Panglima laot merupakan lembaga adat tempat bernaungnya para nelayan di Aceh.
“Jadi bukan ditarik oleh nelayan seperti kejadian di Aceh Timur awal bulan lalu,” katanya merujuk pada penyelamatan lima warga Rohingya pada 6 April lalu.
“Kami hari Jumat tidak melaut. Jadi tidak ada nelayan yang melihat mereka saat berada di laut,” tambah Badruddin.
Dia menambahkan bahwa begitu turun dari boat, sebagian pengungsi Rohingya terlihat cukup lemas dan ditampung di balai-balai yang ada dekat pantai.
“Mungkin mereka sudah beberapa hari tidak makan dan minum saat di laut,” katanya.
Setelah warga Rohingya berada di dataran, warga sekitar segera memberikan bantuan makanan dan minuman. Beberapa saat kemudian, datang pejabat Bireuen dan petugas kesehatan.
Kapolres Bireuen, AKBP Riza Yulianto, mengatakan berdasarkan informasi awal diketahui bahwa warga Rohingya yang terdampar itu berangkat dari Myanmar, bukan Bangladesh.
Saat ini, terdapat lebih dari 700.000 warga Muslim Rohingya yang kabur ke Bangladesh tahun lalu setelah pemerintah Myanmar dan milisi Buddha melancarkan operasi yang disebut PBB sebagai pembersihan etnis.
“Mereka dalam kondisi sehat meski ada beberapa anak-anak. Kami sudah memberikan makanan dan tim dokter sedang mengecek kesehatan satu persatu,” kata Riza kepada BeritaBenar.
Dia menambahkan, pemerintah Kabupaten Bireuen sudah berkoordinasi dengan Kantor Imigrasi Lhokseumawe untuk melakukan pendataan dan penanganan terhadap ‘manusia perahu’ tersebut.
Petugas Imigrasi Lhokseumawe dilaporkan tiba sekitar pukul 18:00 WIB di SBK Cot Gapu dan mulai melakukan pendataan awal menyangkut identitas mereka.
Wakil Bupati Bireuen, Muzakkar A Gani yang turun ke lokasi mengatakan boat kayu yang ditumpangi 76 warga Rohingya telah terombang ambing di lautan selama sembilan hari sejak mereka meninggalkan kawasan Rakhine di Myanmar.
“Ketika mau merapat di Thailand, dihalau tidak merapat.

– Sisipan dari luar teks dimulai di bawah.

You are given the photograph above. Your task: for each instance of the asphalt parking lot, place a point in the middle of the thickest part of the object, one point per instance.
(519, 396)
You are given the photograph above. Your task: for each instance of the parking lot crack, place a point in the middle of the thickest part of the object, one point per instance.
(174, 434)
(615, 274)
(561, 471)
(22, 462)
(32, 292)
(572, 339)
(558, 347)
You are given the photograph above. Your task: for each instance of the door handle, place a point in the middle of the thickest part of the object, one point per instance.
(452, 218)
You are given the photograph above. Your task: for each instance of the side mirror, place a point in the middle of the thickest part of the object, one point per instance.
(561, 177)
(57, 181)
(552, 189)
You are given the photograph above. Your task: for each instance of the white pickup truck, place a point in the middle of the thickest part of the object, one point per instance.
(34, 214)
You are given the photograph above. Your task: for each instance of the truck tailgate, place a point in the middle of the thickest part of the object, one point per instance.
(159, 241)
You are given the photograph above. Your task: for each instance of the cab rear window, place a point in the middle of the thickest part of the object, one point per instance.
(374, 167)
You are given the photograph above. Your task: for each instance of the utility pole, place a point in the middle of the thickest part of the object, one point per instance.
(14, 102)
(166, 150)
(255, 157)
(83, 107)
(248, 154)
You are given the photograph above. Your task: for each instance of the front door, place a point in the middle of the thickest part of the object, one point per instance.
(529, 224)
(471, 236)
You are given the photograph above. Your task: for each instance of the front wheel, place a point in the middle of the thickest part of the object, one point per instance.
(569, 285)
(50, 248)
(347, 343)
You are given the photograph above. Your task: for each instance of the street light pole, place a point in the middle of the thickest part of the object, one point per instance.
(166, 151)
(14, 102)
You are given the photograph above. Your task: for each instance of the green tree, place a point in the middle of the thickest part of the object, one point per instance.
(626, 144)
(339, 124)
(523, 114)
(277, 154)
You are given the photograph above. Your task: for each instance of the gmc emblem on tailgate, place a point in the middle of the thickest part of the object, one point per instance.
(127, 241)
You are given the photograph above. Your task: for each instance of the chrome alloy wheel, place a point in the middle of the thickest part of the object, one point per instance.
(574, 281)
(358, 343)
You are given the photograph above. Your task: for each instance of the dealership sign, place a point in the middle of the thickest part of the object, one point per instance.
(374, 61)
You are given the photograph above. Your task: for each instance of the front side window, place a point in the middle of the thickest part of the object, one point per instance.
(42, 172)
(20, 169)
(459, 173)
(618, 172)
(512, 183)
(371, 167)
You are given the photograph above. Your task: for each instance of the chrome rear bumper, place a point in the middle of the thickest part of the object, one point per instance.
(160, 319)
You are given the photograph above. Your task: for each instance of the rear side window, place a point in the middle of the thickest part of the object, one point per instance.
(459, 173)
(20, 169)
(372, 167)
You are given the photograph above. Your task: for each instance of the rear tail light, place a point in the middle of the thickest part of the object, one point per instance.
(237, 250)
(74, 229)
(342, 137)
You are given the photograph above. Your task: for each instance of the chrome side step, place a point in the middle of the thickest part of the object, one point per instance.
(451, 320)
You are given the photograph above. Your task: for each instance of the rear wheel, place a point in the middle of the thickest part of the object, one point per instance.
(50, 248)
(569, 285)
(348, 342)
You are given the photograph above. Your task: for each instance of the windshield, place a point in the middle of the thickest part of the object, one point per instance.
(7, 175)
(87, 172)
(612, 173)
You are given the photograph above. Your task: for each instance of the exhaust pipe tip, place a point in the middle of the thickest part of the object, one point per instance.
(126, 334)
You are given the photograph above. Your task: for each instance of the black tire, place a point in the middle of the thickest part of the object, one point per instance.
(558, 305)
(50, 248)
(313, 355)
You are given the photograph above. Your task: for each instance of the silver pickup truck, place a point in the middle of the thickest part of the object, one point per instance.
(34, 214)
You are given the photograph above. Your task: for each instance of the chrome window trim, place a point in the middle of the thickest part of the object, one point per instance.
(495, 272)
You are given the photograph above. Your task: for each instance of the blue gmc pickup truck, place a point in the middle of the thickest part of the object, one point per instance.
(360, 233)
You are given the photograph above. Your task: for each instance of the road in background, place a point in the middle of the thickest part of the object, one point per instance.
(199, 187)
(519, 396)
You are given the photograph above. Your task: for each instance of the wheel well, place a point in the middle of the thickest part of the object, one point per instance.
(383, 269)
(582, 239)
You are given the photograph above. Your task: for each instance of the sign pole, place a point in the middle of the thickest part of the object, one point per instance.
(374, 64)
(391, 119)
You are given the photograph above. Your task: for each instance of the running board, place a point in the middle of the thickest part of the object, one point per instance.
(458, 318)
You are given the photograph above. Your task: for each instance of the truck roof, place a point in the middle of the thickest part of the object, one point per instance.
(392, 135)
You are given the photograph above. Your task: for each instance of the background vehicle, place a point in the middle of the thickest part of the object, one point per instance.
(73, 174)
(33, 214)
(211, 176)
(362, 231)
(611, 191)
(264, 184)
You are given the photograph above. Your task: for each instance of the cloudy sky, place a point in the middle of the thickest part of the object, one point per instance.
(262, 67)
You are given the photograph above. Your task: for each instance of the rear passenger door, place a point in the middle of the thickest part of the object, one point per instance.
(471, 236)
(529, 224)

Akhirnya mereka berada di laut dan terombang ambing dengan persedian makanan seadanya,” kata Muzakkar kepada wartawan.
Dalam beberapa tahun terakhir, etnis Muslim Rohingya sering terdampar di perairan Aceh. Sebagian dari mereka masih ditampung di sejumlah lokasi di Medan, ibukota Sumatera Utara.
Pada 2015 lalu, sekitar 1.000 warga Rohingya sempat terdampar dan diselamatkan para nelayan Aceh.
Meski mendapat perlakuan baik dari warga Aceh, sebagian besar memilih melarikan diri ke Malaysia untuk mencari pekerjaan. Sisanya ada yang telah mendapatkan suaka politik di negara ketiga.